Transmission and
Distribution Asset Inspection

The power grid in the United States is generally comprised of generation, transmission and distribution for public and private use. Generation is comprised of hydroelectric, solar, wind turbines, geothermal, biomass and fuel based steam generation power plants. From there the power is sent to substations and then to transmission and distribution lines. A major issue confronting the utility companies is the aging of the assets with a large percentage of transmission lines, structures and transformers being well over 30 years in age. A continuous effort is underway to maintain and modernize assets.

Working in close proximity to high voltage and at heights is hazardous. Ground navigation to poles or structures in difficult or distant terrain can cause damage to vehicles, personal injury and in rare instances, loss of life. In certain locations the only way to inspect poles or structures is with Human External Cargo (HEC) which is a high-risk endeavor for the line persons and helicopter pilots.

In most instances drones are able to simply fly to a pole or structure and take high resolution imagery (stills or video) providing complete photographic coverage of a pole or structure from all angles. Experience has shown that the cost to have a drone inspect a pole or structure is at minimum 50% less than a climbing visual inspection thus providing an excellent ROI. A simple ground only photographic inspection will not reveal all components or overhead views necessary for a complete inspection.
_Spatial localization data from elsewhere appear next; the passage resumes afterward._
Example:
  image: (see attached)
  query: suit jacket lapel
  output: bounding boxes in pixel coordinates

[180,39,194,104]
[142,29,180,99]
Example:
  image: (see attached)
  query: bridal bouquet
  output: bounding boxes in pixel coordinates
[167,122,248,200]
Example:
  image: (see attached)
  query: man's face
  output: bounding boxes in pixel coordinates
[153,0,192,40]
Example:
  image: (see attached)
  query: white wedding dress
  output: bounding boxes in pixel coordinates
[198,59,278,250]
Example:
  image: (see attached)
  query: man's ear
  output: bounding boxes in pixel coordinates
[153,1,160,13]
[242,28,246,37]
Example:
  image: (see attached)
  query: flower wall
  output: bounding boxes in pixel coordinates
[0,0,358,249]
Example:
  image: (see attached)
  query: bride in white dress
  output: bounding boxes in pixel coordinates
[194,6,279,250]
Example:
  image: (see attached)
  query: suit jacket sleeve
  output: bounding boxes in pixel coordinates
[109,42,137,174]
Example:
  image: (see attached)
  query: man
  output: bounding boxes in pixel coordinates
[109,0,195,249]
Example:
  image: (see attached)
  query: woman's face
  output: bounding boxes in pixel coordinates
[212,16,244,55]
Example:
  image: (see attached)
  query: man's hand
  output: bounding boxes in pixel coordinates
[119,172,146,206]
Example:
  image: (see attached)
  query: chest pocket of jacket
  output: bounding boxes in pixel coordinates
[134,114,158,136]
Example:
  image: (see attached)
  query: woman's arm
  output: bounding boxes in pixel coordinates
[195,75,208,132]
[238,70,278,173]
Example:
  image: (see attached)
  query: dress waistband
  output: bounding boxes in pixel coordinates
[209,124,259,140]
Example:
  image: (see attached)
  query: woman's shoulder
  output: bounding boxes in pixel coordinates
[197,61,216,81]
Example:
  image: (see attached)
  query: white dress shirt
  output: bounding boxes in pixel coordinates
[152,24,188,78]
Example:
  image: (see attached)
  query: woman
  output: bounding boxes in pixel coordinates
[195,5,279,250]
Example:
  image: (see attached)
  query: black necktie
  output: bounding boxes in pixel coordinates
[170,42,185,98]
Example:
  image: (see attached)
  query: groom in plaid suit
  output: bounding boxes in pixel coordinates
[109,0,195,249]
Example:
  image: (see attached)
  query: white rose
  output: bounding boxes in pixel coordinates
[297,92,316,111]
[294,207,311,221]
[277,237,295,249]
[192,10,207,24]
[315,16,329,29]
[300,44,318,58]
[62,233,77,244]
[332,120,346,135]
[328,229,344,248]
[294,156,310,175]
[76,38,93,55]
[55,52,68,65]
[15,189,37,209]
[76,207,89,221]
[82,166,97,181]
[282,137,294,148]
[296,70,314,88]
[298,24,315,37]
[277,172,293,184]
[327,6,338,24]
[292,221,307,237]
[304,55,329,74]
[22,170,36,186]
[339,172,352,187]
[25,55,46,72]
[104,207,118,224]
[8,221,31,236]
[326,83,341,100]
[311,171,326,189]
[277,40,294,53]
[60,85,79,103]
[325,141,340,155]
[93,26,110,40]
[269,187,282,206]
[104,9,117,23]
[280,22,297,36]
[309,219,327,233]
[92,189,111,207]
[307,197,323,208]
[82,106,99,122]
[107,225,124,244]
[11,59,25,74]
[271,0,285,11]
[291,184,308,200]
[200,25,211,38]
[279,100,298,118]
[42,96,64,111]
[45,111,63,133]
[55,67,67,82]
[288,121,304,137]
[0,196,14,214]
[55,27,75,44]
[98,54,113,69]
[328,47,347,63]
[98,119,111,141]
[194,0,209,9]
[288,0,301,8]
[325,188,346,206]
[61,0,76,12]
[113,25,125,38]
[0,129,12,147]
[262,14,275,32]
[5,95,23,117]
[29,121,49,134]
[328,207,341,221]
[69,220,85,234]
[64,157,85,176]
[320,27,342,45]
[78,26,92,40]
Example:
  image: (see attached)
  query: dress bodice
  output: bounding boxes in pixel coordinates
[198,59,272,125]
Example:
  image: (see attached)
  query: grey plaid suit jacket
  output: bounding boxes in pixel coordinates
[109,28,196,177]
Linear photographic inspections by helicopters cost thousands of dollars an hour in helicopter operation costs with the associated limitation of inability to capture imagery of crucial components underneath the helicopter’s vantage point. This is in addition to potential liability for high-risk, low level helicopter operations in close proximity to terrain and obstacles.

Inspection and Inventory

The aerial imagery capture of a pole or structure is preplanned and generally involves an aerial circular rotation around a pole or structure at different levels and camera angles with photographic overlap of sectors to ensure complete and clearly focused and exposed photographic coverage. The photographic coverage should include all hardware components, equipment, insulators, conductors and the overall condition of the structure itself. While at asset locations, care should be taken not to disturb wildlife or create any type of environmental impact.
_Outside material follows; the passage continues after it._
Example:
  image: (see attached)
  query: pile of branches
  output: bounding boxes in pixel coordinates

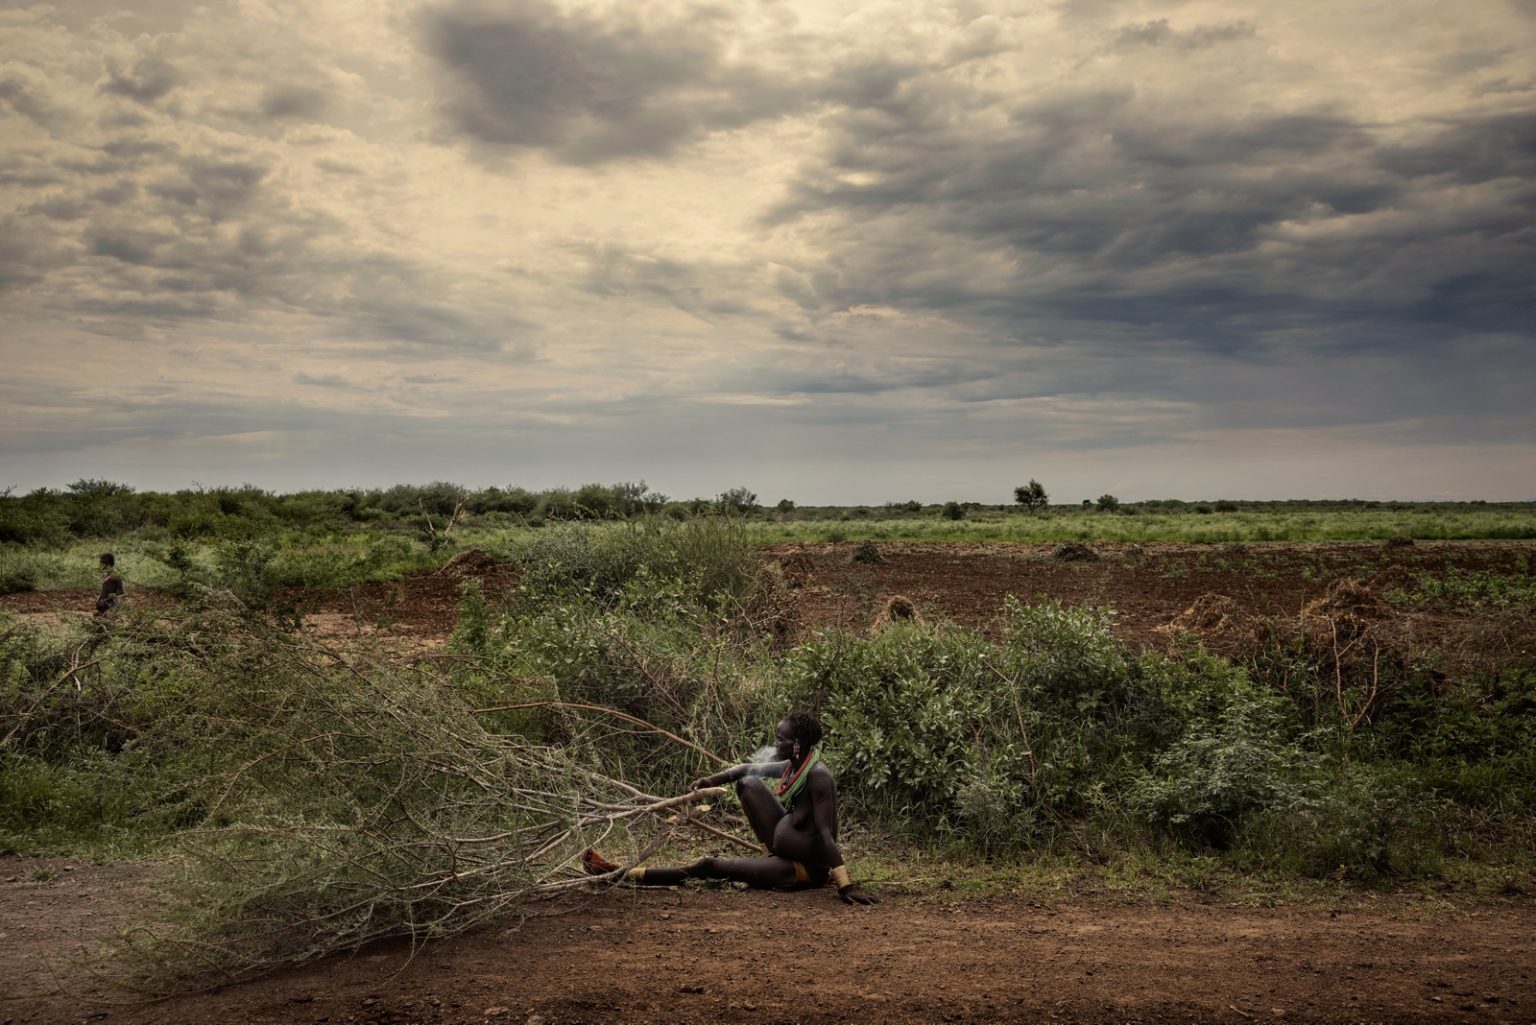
[1,598,730,991]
Oftentimes poles or structures are tagged with erroneous identification markings, are missing tags or have inaccurate GPS coordinates. In some cases an asset isn’t on a utility company’s list of assets. In a few rare circumstances a pole or structure is simply not where a utility company thinks it is (eg “ghost structure”).

Drones are capable of providing accurate GPS coordinates which is recorded within the metadata of the imagery provided to the client or customer. Obvious significant defects or integrity problems of an asset can be reported immediately from the field for the prompt generation of a work order and remediation of the issue.